Daw Wai Wai is a teacher from Chanmyae Mizzayi Nunnery School in Bhamo, and the mother of an 11-year-old daughter. Following the death of her spouse in 2022 she finds herself confronted with the dual burden of assuming family responsibilities and striving for a home income. Those were the hardest times she’s ever had to endure.

But she’s not the only one having a tough time of it – so are a lot of other people in her community. This year with the dramatically increased price of goods, parents are worried as they cannot afford to support their children’s learning journey.

A man and a woman sit next to a table and talk. The man is wearing a mask.
Daw Wai Wai talks to a community volunteer

EEI supported 100,000 kyats per month for teachers’ salaries, provided school supplies, and conducted Basic Education training. Daw Wai Wai found the breadth of the project extremely helpful.

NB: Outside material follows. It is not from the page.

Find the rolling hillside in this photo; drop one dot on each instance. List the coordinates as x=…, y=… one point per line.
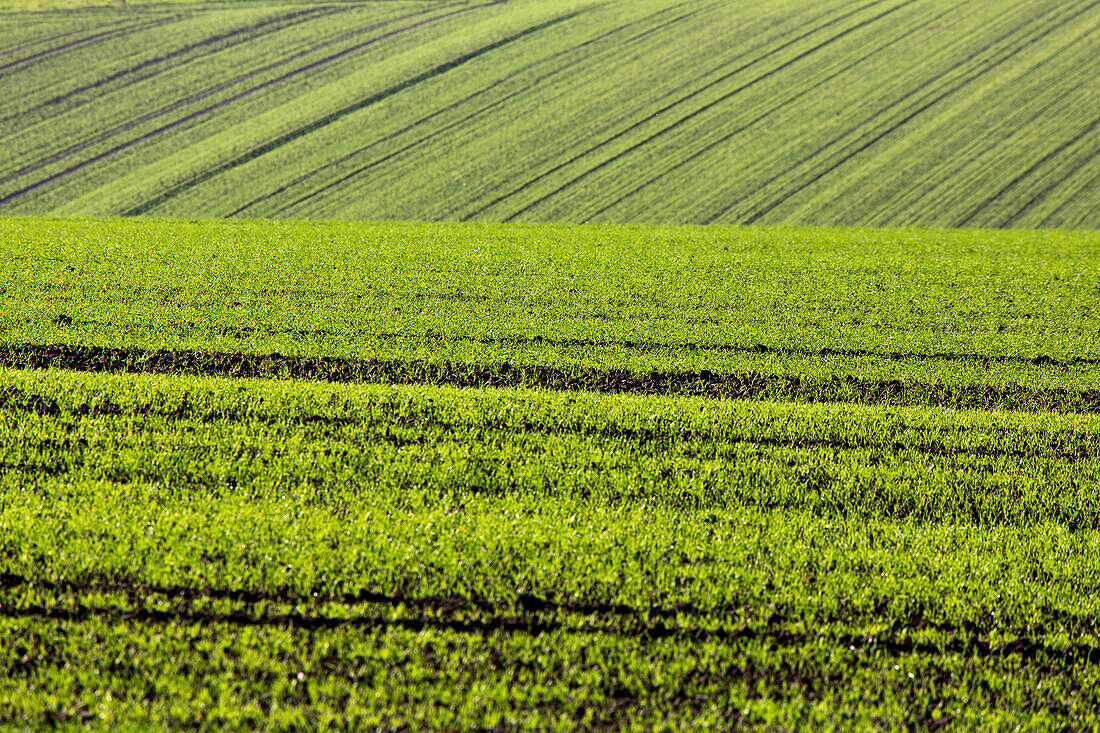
x=876, y=112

“There are countless benefits from this project. A new classroom was built, and school furniture was purchased as a direct result of the project. The support money eased my hardship somewhat.

But being a part of this training has also helped me grow as a teacher, another accomplishment I’m pleased with. Prior to the training, I was mostly preoccupied with one-way teaching and ignored the needs of my students. I got several new bits of information and insights throughout the programme. Because of the profound impact the training had on my life, I feel compelled to pass on what I’ve learned to other teachers.”